A good benefits package can be an essential way of attracting, and retaining, talent. A good salary is crucial, of course, but the non-financial elements are also a key aspect of an overall job offer. For some, these elements are particular salient and even outrank salary as a key determinant in the decision-making process. Research conducted by NGA highlighted this point, finding that more than a quarter of candidates (26.8%) had turned down a higher paying job offer because the benefits package was inadequate.
Companies keen on keeping employees happy and motivated will want to pull out all the stops to make sure they are putting a great employment package on the table. But are the benefits they are providing as part of this offer really meeting employee demands? Or is there something missing that could be addressed? Judging by the results of the recent Global Benefits Survey, carried out by Willis Towers Watson, it’s the latter that seems to be the answer for many.
The survey found that only one third of employees believe their overall package offers them enough choice and flexibility. This is as opposed to the two thirds (61%) of employers who believe that its workforce is happy with the benefits provided. The report suggests there is a disconnect in views between what an employee wants, and what employers are actually offering.
With this disparity in viewpoints, employers might be worried about the impact that a disappointing package of benefits is having on current staff attitudes and job satisfaction levels. If an employee isn’t receiving satisfactory benefits, they might start to look around elsewhere. Failure to meet these expectations and requirements can be damaging for organisations from a retention perspective.
A personalised package
To determine which benefits are most desirable, employers might need to look closely at their employee’s changing lifestyle. While free healthcare or perks focusing on wellbeing could be appealing to many, for some employees this might not be fulfilling their current needs. For example, if an individual’s family structure has changed since joining the company and they now have a child, they might require benefits which are better suited to this change in circumstances. This might mean providing them with the option to work flexible hours or offering childcare vouchers for additional support.
This adaptability on benefits package would certainly be valued – 58% of employees in a MetLife report said they wanted a customised option which was based on their personal information. If employees knew that they could customise what they received, this would be a big morale booster as they’d feel well engaged and appreciated.
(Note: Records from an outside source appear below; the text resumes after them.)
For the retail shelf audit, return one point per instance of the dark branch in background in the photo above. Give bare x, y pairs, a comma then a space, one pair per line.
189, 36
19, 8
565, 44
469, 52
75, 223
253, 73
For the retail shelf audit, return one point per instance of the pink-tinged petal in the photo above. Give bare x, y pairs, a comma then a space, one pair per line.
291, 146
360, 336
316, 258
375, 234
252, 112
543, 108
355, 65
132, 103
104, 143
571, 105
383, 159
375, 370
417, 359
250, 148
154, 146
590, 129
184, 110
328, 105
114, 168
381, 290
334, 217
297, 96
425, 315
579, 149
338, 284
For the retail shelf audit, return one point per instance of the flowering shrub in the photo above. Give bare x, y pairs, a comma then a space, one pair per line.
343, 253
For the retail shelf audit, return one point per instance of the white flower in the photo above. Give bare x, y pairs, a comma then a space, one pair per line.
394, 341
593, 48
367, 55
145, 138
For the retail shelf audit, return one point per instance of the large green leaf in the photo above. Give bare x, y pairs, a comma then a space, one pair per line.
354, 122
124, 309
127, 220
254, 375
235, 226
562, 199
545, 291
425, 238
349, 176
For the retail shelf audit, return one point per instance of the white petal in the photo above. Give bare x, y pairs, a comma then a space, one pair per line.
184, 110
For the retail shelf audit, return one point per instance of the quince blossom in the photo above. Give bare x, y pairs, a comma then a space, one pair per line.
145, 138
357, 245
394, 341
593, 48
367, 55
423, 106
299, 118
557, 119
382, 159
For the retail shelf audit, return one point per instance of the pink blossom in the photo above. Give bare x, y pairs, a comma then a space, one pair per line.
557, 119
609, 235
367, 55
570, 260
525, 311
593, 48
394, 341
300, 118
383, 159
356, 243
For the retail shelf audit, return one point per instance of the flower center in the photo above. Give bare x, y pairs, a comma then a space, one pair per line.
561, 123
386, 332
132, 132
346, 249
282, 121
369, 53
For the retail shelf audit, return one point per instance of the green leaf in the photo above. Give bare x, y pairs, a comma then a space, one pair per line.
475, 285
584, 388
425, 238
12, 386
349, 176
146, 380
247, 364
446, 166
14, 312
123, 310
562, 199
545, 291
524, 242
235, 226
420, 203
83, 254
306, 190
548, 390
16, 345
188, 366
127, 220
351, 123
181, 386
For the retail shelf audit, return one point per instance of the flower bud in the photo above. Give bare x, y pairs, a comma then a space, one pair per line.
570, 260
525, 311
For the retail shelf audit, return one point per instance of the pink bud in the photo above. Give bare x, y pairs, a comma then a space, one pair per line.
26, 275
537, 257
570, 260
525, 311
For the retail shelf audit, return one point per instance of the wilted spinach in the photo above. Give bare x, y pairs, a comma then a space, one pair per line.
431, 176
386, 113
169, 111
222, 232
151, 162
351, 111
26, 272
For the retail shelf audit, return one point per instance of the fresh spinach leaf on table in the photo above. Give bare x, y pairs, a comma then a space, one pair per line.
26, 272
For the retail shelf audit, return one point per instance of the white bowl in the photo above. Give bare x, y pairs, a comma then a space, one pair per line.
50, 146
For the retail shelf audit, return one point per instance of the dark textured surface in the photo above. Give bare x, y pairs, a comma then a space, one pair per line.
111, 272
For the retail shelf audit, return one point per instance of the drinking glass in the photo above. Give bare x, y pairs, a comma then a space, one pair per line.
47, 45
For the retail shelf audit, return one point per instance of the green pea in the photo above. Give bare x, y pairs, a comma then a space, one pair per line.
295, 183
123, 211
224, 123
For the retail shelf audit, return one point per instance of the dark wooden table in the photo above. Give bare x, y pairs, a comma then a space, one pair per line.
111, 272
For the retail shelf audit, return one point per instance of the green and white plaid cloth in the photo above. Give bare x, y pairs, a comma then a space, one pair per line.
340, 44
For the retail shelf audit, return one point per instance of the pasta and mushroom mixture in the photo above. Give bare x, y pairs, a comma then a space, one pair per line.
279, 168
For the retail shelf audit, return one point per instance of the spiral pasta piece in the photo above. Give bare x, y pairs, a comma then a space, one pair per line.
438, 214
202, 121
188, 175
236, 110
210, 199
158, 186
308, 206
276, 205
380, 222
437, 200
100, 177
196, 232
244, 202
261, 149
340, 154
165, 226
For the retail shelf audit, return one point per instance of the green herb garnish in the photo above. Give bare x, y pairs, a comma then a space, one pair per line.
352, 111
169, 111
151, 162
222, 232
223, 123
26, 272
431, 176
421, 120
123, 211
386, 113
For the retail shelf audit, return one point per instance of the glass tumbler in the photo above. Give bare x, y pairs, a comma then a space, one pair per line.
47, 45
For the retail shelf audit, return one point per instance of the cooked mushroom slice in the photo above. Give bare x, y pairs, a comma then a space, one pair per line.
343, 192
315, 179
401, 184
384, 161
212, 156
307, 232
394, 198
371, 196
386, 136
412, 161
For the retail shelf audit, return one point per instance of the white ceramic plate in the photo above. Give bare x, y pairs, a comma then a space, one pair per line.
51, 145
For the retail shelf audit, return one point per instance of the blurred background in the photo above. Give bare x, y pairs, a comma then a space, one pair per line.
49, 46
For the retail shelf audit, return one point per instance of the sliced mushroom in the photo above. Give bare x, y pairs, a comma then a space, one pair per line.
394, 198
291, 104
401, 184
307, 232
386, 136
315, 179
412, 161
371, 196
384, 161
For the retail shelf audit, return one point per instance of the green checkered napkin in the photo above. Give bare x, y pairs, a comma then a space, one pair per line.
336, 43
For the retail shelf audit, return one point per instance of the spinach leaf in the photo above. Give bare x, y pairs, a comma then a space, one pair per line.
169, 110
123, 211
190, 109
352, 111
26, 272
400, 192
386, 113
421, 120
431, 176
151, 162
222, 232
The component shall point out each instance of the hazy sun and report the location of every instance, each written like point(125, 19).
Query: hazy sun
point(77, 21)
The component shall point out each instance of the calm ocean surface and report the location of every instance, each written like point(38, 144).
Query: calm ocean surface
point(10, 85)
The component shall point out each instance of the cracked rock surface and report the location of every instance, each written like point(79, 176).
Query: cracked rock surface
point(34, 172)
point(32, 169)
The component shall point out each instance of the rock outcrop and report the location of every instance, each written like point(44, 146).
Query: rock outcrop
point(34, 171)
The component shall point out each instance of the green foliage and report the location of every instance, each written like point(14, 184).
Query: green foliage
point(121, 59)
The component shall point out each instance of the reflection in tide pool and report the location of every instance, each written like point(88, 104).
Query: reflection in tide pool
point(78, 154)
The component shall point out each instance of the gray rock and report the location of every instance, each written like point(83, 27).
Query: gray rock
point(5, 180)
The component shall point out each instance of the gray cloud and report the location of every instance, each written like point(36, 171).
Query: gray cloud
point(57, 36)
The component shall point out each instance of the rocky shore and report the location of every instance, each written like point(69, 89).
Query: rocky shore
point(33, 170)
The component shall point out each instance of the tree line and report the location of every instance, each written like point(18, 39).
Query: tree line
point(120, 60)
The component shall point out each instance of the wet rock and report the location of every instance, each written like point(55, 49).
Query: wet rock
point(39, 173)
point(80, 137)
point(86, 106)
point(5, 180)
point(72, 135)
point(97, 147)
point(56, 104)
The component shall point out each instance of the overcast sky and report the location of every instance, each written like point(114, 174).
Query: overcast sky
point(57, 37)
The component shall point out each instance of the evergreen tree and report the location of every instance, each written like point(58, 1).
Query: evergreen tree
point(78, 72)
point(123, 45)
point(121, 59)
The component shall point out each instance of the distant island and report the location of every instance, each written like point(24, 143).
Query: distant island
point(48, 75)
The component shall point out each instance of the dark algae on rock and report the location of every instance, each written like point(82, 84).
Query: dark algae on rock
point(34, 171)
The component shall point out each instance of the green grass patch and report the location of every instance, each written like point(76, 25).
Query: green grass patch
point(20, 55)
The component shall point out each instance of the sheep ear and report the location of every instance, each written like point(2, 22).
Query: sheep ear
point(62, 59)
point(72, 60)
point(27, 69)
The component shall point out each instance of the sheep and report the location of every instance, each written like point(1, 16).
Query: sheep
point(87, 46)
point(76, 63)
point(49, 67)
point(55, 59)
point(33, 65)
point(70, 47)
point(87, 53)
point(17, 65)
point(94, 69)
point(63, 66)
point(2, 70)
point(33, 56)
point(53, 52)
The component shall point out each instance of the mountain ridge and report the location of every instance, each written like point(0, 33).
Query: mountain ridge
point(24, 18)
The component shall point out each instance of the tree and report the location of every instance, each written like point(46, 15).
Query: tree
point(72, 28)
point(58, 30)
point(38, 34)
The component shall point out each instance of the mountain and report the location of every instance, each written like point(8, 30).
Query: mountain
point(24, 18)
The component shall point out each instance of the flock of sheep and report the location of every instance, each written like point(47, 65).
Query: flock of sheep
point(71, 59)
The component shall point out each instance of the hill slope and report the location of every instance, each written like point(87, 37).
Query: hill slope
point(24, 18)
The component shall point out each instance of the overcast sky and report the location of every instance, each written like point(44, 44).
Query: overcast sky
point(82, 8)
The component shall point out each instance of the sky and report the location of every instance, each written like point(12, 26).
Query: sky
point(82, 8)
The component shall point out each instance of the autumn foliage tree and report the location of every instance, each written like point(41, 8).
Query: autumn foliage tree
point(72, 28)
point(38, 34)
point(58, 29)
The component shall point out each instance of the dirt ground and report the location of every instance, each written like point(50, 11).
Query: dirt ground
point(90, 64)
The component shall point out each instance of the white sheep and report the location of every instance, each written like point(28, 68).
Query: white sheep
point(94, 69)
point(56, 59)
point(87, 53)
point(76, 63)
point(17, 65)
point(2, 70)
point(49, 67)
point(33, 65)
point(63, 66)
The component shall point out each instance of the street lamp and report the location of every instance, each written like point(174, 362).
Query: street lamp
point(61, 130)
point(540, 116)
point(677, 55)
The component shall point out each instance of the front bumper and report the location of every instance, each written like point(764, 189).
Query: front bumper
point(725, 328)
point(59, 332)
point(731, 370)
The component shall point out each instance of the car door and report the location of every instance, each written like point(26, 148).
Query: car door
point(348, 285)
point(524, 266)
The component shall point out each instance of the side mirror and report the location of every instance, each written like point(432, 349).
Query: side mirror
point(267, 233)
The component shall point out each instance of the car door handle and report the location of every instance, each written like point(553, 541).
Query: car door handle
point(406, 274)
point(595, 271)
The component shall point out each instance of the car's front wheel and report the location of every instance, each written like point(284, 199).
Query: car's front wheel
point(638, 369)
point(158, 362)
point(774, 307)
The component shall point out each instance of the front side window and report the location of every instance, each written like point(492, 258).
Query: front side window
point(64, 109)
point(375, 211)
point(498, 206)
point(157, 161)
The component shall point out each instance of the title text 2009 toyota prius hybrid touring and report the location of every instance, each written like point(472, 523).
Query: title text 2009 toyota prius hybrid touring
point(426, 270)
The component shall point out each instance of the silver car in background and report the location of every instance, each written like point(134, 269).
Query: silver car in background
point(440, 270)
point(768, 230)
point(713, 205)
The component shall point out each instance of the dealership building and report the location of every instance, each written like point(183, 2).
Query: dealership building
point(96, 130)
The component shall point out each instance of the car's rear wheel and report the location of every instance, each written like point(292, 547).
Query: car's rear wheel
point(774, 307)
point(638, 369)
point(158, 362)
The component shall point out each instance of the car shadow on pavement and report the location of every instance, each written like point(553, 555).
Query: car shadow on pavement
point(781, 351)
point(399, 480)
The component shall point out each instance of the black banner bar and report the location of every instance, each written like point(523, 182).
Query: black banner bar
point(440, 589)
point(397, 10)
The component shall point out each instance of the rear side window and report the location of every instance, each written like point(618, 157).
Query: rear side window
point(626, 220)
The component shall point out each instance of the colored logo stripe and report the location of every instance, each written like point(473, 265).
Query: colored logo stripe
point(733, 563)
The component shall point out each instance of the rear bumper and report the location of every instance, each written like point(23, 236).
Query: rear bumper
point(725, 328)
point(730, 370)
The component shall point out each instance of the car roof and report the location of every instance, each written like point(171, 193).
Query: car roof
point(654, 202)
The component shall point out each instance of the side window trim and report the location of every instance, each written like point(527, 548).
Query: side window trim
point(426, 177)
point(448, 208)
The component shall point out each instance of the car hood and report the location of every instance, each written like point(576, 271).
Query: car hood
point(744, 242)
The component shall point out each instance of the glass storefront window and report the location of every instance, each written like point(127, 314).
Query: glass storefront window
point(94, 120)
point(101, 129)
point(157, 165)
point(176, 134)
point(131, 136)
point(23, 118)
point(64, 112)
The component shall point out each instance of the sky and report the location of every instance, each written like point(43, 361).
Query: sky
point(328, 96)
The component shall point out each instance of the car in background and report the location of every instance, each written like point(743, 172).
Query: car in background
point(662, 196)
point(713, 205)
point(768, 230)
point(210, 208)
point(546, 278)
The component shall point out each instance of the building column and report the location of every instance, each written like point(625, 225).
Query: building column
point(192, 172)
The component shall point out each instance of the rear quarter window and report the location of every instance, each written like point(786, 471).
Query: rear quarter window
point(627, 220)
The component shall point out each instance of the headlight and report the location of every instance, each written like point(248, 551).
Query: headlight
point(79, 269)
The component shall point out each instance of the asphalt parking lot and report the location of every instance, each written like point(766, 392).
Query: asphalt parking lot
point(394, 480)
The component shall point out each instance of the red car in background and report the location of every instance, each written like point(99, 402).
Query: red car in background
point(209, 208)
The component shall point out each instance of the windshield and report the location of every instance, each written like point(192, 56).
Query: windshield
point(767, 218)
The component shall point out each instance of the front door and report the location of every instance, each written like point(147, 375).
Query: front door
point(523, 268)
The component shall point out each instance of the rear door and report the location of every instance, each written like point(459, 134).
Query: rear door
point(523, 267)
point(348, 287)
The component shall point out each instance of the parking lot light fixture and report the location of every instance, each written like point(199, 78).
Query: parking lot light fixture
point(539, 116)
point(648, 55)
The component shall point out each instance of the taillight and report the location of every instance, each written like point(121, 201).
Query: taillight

How should these needs be determined?
If employees aren’t communicating what it is they want from their company from a benefits standpoint, then it will naturally be difficult for an employer to know what they should be offering.
To address this, employees and employers could sit down on a regular basis to review their benefits package – this could be done annually, if not more regularly. This will help employers to understand what drives their staff and allow for the benefits on offer to be tweaked, should situations have changed since the last review date.
Overall, the takeaway from recent reports is that there is no one-size-fits-all benefits package. Employees value different perks at different stages of their working lives. If employers can accommodate individual needs and provide a good mix of benefits then they can, however, be content in the knowledge that they are doing all they can to ensure their workforce is happy with their current situation.